The democracy-needs-elitism imperative … a strictly popular vote is not the best arbiter of (real) value – which is an unpopular opinion to hold, but inescapable. (I need to find a better word than “elite” if I am to avoid offending those of a nervous disposition.)

And

The best memes are often the least attractive. Some memes are popular simply because they are easy to like / share / understand, not because they are good / right / true / valuable.

[Post Note : on re-reading, I see Dave’s post also includes a quote on the human “generational” nature of technological evolution (of knowledge) – I added my comment concerning my 3-Generations view of Kondratiev Waves or (Kuhnian) Techno-Economic-Paradigms. Small convergent world. Actually, there is a fourth connection here too … the teleological one … Dave’s post is entitled “The illusion that where we are is where we were meant to be”. Anthropic principles here we come.]

2 thoughts on “10 Million Flies Can Be Wrong”

  1. This is the same mistake everyone makes with any evolution. People come away thinking that it means the best stuff survives (memes or genes) but they should be thinking the worst stuff fails. It is not the fittest but the “fit enough” which survive.

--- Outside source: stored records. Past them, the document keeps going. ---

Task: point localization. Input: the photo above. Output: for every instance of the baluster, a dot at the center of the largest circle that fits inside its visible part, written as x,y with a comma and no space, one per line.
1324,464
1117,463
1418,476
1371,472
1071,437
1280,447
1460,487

  2. Thanks for the comment Tom. I tend to think in terms of the tendency of the “best fit”. That is as you say, anything “fit enough” will “survive”, but the best fit to the receptivity of the particular environment / niche will tend to dominate that environment / niche, whether it is in any sense absolutely the best or not. The environment is not one homogeneous thing however holistically / interconnectedly one thinks of it and furthermore the parts / niches are not conveniently isolated either.